With assistance from Sabrina, he pulls up his own MySpace page, on which both the names Sky Sunlight Saxon and the Seeds are trademarked, and streams all six of the floral relics from 2008's Back to the Garden. Forming a cone out of newspaper, he illustrates the way he achieved the echo-laden effect in "Mystery Man" and is particularly roused by "Halt." He repeats each lyric – apocalyptic visions of war and the redemptive power of Ya Ho Wha – with added emphasis and explanation. He acts out the music with both hands.
"Here's my far-range vision," Saxon offers upon the song's conclusion. "Ninety-seven people onstage all representing different countries, and they're all in the Seeds band. Ninety-seven people bringing peace to the earth. The reason I say 97 is nine and seven is 16. One and six is seven, and seven is the number that rules the power of the whole universe. Maybe I would come out with seven Seeds and then 16 Seeds. Just say my vision is 16 Seeds onstage. That's realistic."

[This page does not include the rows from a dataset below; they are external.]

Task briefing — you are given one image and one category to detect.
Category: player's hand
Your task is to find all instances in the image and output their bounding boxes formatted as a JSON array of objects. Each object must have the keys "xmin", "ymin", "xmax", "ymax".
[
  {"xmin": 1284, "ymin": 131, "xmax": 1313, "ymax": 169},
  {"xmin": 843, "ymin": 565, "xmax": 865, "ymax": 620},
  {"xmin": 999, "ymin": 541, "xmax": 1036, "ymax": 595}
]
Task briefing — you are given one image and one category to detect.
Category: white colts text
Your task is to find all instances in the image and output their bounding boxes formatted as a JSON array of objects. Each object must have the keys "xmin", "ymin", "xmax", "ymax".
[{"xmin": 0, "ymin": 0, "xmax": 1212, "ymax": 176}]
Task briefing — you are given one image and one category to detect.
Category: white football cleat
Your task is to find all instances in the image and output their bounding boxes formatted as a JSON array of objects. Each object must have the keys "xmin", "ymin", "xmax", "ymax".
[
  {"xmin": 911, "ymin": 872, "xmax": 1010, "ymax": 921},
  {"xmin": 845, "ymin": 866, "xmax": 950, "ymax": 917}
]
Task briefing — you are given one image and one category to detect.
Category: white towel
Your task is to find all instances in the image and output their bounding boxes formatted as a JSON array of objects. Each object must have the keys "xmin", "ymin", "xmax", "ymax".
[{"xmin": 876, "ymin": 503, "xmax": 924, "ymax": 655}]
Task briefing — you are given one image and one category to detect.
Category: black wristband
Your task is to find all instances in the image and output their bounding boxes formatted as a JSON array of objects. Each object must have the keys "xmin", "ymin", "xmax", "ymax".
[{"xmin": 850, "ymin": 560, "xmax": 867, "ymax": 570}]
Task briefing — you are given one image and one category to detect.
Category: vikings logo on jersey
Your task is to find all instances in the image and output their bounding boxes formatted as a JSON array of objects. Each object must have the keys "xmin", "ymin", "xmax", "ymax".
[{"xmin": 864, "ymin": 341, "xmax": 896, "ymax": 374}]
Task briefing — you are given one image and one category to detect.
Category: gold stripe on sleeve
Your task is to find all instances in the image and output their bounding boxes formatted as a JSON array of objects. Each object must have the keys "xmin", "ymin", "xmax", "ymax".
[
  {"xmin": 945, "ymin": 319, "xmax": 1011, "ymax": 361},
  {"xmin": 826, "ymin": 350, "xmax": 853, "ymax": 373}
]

I nod and begin making my way toward the dining room, which is barren save for a beat-up, old piano.
"I was signed by Fred Astaire," Saxon blurts out, as if trying to stop me in my tracks. He takes a seat at the piano and tinkers with a few chord progressions. "I was the reason he got into the music business."
He continues playing, forming a series of circular trills. "Everyone needs to do acid once – especially if you're going to play with me," he cracks. "Then you'll wake up and realize we're all just characters in the Bible."
His hands slowly come to a rest, and he gazes toward the ceiling in the far right corner of the room.
"I don't believe in death; there is no death," Sky Sunlight Saxon reiterates. "In a higher understanding, none of us die; we leave our body. We're going from one room to another room. Once you realize there's no death, then you'll live forever. I believe that going to church is good if you want it to be good, but the greatest church is within. You're the church. The resurrection is living within you."